When we first started using Elasticsearch, we built queries in a pretty straightforward way:
BoolQueryBuilder() .must(QueryBuilders.termQuery("metricName", "Host")) .must(QueryBuilders.termQuery("metricType", "DiskSpace")) .must(QueryBuilders.termQuery("organizationId", organizationId)) .must(QueryBuilders.rangeQuery("startTime").gte(startTime)) .must(QueryBuilders.rangeQuery("endTime").lte(endTime));
We eventually realized that we usually had to add an organization’s ID and a time range to the query, so we abstracted that out and just required the metric-specific part of the query to be given.
This worked at first, but we didn’t want to have to edit code every time we needed to calculate a new metric or tweak an existing one. This is when we discovered Elasticsearch’s Wrapper Query.

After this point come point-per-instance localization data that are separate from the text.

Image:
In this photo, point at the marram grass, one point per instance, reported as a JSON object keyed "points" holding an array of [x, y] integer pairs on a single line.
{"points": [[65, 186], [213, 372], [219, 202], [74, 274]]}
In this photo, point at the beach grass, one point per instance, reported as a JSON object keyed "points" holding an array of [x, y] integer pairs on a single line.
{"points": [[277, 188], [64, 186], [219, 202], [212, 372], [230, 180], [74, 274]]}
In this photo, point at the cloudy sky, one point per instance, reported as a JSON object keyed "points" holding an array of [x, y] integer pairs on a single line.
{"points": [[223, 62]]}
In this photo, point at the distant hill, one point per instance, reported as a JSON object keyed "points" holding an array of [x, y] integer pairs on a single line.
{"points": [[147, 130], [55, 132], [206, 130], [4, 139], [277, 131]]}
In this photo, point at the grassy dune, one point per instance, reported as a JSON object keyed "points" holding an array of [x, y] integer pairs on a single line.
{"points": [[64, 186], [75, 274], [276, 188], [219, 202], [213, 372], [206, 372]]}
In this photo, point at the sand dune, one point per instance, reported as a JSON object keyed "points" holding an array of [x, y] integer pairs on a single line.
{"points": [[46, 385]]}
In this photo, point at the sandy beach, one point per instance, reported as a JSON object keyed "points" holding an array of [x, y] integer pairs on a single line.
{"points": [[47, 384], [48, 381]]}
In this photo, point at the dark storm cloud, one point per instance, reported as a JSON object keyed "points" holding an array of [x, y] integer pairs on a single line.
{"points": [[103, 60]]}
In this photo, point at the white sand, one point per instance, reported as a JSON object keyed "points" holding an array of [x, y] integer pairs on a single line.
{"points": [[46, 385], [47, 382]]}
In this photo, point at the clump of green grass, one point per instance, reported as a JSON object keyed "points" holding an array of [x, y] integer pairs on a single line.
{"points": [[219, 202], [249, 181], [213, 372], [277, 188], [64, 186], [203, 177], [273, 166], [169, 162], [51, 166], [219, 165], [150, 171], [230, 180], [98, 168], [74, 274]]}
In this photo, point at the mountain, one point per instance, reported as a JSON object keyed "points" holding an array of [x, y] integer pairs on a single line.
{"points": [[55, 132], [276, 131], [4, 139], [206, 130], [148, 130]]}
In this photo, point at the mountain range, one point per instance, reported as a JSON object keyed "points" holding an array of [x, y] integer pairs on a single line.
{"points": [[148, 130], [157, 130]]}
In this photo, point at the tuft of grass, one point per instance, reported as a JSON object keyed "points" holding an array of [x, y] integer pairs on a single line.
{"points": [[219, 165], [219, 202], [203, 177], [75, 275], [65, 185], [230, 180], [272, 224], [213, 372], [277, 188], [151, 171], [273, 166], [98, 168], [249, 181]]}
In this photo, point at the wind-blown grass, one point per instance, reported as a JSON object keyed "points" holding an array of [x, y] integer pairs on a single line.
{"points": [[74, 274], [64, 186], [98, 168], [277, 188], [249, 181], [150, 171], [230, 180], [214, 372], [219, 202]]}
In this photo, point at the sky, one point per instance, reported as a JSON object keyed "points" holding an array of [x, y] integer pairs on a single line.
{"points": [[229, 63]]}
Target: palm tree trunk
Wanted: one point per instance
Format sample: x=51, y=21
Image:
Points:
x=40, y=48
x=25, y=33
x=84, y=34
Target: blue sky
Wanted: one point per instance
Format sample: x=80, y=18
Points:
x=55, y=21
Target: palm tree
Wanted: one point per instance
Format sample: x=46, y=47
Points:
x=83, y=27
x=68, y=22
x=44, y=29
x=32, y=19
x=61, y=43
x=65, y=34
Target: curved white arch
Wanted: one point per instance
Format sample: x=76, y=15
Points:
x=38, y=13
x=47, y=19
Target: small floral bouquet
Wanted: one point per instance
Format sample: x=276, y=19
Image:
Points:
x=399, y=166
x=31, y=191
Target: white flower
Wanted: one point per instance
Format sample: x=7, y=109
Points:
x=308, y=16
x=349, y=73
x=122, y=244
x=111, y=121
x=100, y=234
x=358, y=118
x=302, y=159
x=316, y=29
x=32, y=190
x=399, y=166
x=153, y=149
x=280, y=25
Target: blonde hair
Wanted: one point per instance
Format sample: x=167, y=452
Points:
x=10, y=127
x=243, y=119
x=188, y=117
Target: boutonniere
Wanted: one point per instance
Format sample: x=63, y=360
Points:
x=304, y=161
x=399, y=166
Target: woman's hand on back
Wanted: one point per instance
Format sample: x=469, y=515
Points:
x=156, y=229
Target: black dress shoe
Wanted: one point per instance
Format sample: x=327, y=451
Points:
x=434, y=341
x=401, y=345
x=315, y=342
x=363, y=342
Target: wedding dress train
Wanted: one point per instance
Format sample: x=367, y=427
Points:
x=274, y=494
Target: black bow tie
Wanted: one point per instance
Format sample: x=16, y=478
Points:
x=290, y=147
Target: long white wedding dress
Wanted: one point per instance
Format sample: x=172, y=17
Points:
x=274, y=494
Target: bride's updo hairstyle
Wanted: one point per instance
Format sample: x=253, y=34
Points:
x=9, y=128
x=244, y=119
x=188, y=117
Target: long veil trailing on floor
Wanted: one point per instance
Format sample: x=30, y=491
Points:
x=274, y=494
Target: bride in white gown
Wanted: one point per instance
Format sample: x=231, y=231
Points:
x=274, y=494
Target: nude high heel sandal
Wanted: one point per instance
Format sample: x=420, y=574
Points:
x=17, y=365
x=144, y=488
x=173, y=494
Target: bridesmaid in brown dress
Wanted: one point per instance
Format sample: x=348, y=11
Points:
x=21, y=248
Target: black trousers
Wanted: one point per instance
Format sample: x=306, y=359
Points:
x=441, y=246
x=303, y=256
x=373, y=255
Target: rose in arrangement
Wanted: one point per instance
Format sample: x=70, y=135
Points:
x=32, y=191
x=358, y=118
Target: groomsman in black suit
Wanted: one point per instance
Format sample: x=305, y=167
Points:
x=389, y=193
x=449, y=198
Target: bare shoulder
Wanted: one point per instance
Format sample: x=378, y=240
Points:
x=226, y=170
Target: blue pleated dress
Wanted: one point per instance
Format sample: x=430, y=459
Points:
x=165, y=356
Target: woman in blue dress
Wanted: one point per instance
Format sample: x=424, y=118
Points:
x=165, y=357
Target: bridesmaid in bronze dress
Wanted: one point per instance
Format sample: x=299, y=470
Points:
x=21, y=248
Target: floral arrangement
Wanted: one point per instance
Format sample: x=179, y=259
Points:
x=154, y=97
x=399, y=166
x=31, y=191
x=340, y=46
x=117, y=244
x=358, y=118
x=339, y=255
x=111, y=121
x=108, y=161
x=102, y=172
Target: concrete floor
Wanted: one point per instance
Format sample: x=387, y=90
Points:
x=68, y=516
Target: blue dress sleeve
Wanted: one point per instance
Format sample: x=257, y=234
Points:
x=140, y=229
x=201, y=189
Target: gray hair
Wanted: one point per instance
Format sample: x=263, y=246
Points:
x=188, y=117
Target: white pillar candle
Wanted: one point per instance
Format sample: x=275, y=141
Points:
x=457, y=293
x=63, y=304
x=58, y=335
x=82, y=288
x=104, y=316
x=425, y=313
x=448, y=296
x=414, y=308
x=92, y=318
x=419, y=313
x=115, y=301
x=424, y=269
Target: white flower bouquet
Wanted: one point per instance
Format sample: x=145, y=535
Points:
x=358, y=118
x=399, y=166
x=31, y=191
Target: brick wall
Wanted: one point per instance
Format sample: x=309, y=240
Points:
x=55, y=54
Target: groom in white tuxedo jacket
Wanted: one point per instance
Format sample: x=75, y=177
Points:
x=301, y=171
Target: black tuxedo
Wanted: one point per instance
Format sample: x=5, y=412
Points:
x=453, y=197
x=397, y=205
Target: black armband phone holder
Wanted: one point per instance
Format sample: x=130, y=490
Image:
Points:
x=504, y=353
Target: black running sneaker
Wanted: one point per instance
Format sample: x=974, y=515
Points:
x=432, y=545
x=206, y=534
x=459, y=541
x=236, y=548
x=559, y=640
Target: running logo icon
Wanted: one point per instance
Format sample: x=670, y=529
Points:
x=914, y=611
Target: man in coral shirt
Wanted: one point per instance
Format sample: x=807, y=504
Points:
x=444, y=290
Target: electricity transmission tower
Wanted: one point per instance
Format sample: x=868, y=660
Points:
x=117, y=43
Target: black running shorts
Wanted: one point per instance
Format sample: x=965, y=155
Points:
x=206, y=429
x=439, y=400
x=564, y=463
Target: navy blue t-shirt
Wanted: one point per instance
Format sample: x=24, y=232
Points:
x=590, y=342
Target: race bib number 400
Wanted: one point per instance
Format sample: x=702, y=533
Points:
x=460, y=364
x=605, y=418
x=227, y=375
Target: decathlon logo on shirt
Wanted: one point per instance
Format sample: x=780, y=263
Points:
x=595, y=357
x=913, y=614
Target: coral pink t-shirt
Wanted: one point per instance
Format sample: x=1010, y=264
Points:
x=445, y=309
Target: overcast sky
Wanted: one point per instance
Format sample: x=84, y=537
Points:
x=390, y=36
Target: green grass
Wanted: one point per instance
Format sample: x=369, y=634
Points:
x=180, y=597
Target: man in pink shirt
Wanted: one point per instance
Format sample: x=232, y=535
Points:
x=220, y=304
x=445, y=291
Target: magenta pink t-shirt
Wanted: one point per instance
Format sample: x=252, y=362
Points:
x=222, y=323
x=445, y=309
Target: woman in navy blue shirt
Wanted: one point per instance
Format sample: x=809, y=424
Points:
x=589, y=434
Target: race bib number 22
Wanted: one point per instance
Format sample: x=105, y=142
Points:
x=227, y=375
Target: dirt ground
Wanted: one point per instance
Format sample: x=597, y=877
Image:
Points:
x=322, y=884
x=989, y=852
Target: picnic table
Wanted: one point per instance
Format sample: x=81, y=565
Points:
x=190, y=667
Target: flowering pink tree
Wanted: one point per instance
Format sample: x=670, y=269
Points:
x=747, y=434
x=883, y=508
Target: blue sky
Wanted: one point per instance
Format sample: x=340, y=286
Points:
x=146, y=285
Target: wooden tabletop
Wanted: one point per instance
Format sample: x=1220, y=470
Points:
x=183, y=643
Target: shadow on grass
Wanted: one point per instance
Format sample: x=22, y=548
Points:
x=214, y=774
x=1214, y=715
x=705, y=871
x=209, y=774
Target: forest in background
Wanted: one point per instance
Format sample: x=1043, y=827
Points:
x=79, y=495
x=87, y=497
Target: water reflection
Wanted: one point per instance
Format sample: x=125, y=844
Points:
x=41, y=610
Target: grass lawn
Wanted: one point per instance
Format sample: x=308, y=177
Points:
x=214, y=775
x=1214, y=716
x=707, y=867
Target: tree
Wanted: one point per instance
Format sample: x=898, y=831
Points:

On the surface, this is simple functionality that lets you feed the QueryBuilder object a JSON string, like this:
{ "bool" : { "must" : [ { "terms" : { "metricName" : ["Host"] } }, { "terms" : { "metricType" : ["DiskSpace"] } } ] } }
Which you feed into the QueryBuilder like this:
QueryBuilders.wrapperQuery(json);
The next question is how to augment the query to search across organization IDs and time periods. One obvious approach would be to add a token somewhere in the JSON string to be replaced, but this is where the Elasticsearch API shines.
You may have noticed that the Wrapper Query is just another QueryBuilder, which means you get back a builder that you can simply add parameters to. This lets us reuse most of our abstractions related to adding organization ID and time periods to our metric queries:
BoolQueryBuilder() .must(QueryBuilders.wrapperQuery(json)) .must(QueryBuilders.termQuery("organizationId", organizationId)) .must(QueryBuilders.rangeQuery("startTime").gte(startTime)) .must(QueryBuilders.rangeQuery("endTime").lte(endTime));
And with this, we had our solution. We were able to easily create and update Elasticsearch queries without any code changes while reusing our well-tested abstractions for specifying known search parameters. We were also able to directly use our JSON files as queries to Elasticsearch’s REST API for easier testing and validation.
What do you think of this solution? Are there any other Elasticsearch API features we should have used? We are still learning and love hearing about new features and use cases.